Sills is an interesting prospect.  He’s got a tremendously high ceiling given that he’s only played receiver for just over two years and based on raw talent alone, he’s a developmental dream.  During receiving drills, Sills was sure-handed and looked like a guy in his element.  With his football IQ and quarterback pedigree, Sills could be a dream prospect for a team looking for a red zone threat who can read and decipher any manner of defensive schemes.  If he can add some muscle to his lean frame and develop an extending route tree, David Sills could be a very successful possession receiver at the next level.  Consider his time in Indy a big win.

David Long, Jr, LB: David Long is an animal.  We all know this.  However, the reigning Big 12 DPOY only participated in the bench press (18 reps) this weekend and questions still abound about his size and durability.  If numbers are gospel, especially in a defensively-maligned league like the Big 12, then Long should absolutely be drafted.

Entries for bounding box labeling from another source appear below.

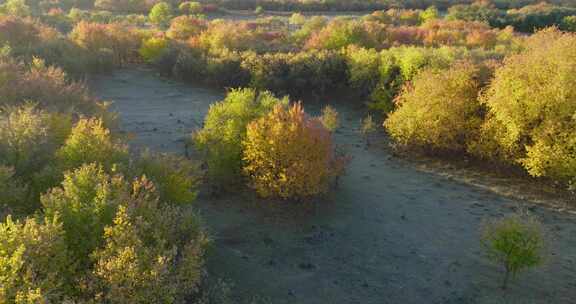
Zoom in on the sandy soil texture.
[91,69,576,304]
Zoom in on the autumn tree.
[243,104,343,199]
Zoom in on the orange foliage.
[243,103,343,199]
[70,21,142,64]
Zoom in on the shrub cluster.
[194,89,346,199]
[385,29,576,189]
[0,56,208,303]
[243,104,344,199]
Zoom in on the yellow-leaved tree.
[243,103,345,199]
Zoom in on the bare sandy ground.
[91,69,576,304]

If there’s an NFL team out there that likes to zone blitz and plays some variation of Tampa 2, Long is the guy.  He has natural instincts that you simply can’t teach.  Unfortunately, his combine showing was largely limited and one hopes that his pro day showcases more of his physical ability.  Of all of West Virginia’s combine attendees, Long might be the only one who saw his draft stock plateau.  It will be interesting to see what happens with him come the draft in April, but for those of us who have watched him over the last few years, there is no doubt that David Long, Jr, is one of the most exciting defensive prospects to pass through Morgantown and could be an exciting player to watch at the next level.